In order to determine if a government employee is entitled to qualified immunity, a court must determine whether the employee violated the plaintiff’s constitutional rights, and if a violation occurred, “whether the rights were clearly established at the time of the violation.” Here, the Court of Appeals determined that San Francisco violated the arrestees’ constitutional rights and those rights were clearly established at the time of the violation. Accordingly, the Court of Appeals affirmed the trial court’s decision.

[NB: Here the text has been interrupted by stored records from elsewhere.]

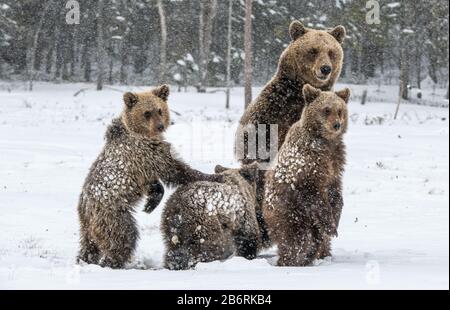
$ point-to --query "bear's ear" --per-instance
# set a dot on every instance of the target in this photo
(130, 100)
(296, 30)
(162, 92)
(339, 33)
(220, 169)
(344, 94)
(250, 172)
(310, 93)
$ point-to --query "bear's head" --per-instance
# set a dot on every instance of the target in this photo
(147, 113)
(314, 56)
(325, 113)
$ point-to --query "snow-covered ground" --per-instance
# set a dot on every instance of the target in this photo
(395, 227)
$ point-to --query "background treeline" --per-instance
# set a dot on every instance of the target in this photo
(185, 42)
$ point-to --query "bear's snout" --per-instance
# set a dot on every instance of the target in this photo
(326, 70)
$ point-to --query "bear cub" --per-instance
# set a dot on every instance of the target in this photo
(303, 199)
(205, 221)
(313, 57)
(133, 161)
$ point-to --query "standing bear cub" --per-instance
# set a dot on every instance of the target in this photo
(314, 57)
(303, 202)
(206, 221)
(129, 167)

The Court of Appeals had previously held that “arrestees for minor offenses may be subjected to a strip search only if jail officials have a reasonable suspicion that the particular arrestee is carrying or concealing contraband or suffering from a communicable disease.” The court had also previously invalidated a city’s blanket policy of strip searching all felony arrestees. A previous decision held that there should be no qualified immunity for a county sheriff who had a blanket policy that called for a strip search of a misdemeanor arrestee prior to a determination as to whether the arrestee would be released on his or her own recognizance.

Under controlling Ninth Circuit precedent “a blanket strip search of pre-arraignment arrestees, no matter how minor the offense and in absence of reasonable suspicion, violates the Constitution.” Because of the intrusiveness of a body-cavity search, in order to justify the resulting invasion of privacy “there must be some reasonable relationship between the criteria used to identify the specific individuals eligible for a strip search and the interest in preventing the introduction of contraband.” The court concluded that San Francisco’s policy did not consider individualized facts and instead required strip searches of arrestees just because they were to be classified for housing in the general population.

The court concluded that San Francisco failed to document instances where arrestees of the type who were eligible for the class of arrestees who brought the lawsuit (those who were strip searched solely because of their housing classification) had engaged in smuggling contraband. The court found that the strip searches of the class of arrestees in the lawsuit were unconstitutional.

The court also found that the arrestees’ constitutional rights were clearly established at the time of the violations. The court noted that the test for determining whether the rights were clearly established “is whether a reasonable person could have believed his actions lawful at the time they were undertaken.” The court stated that it had previously “affirmed and reaffirmed . . . that a strip search of a pre-arraignment detainee must be supported by reasonable suspicion.” Also, previous precedent had made clear that placement of an arrestee in general jail population was not alone enough to justify a strip search.

Accordingly, the court held that the sheriff was not entitled to qualified immunity from the arrestees’ lawsuit. The case was remanded so that the arrestees could proceed with their lawsuit. The court emphasized that its “holding in no way prevents correctional facilities from searching inmates under permissible circumstances.” The court did not “even discuss the rights of those who are incarcerated after having been convicted of a criminal offense” because the case “concerns only pre-trial arrestees.”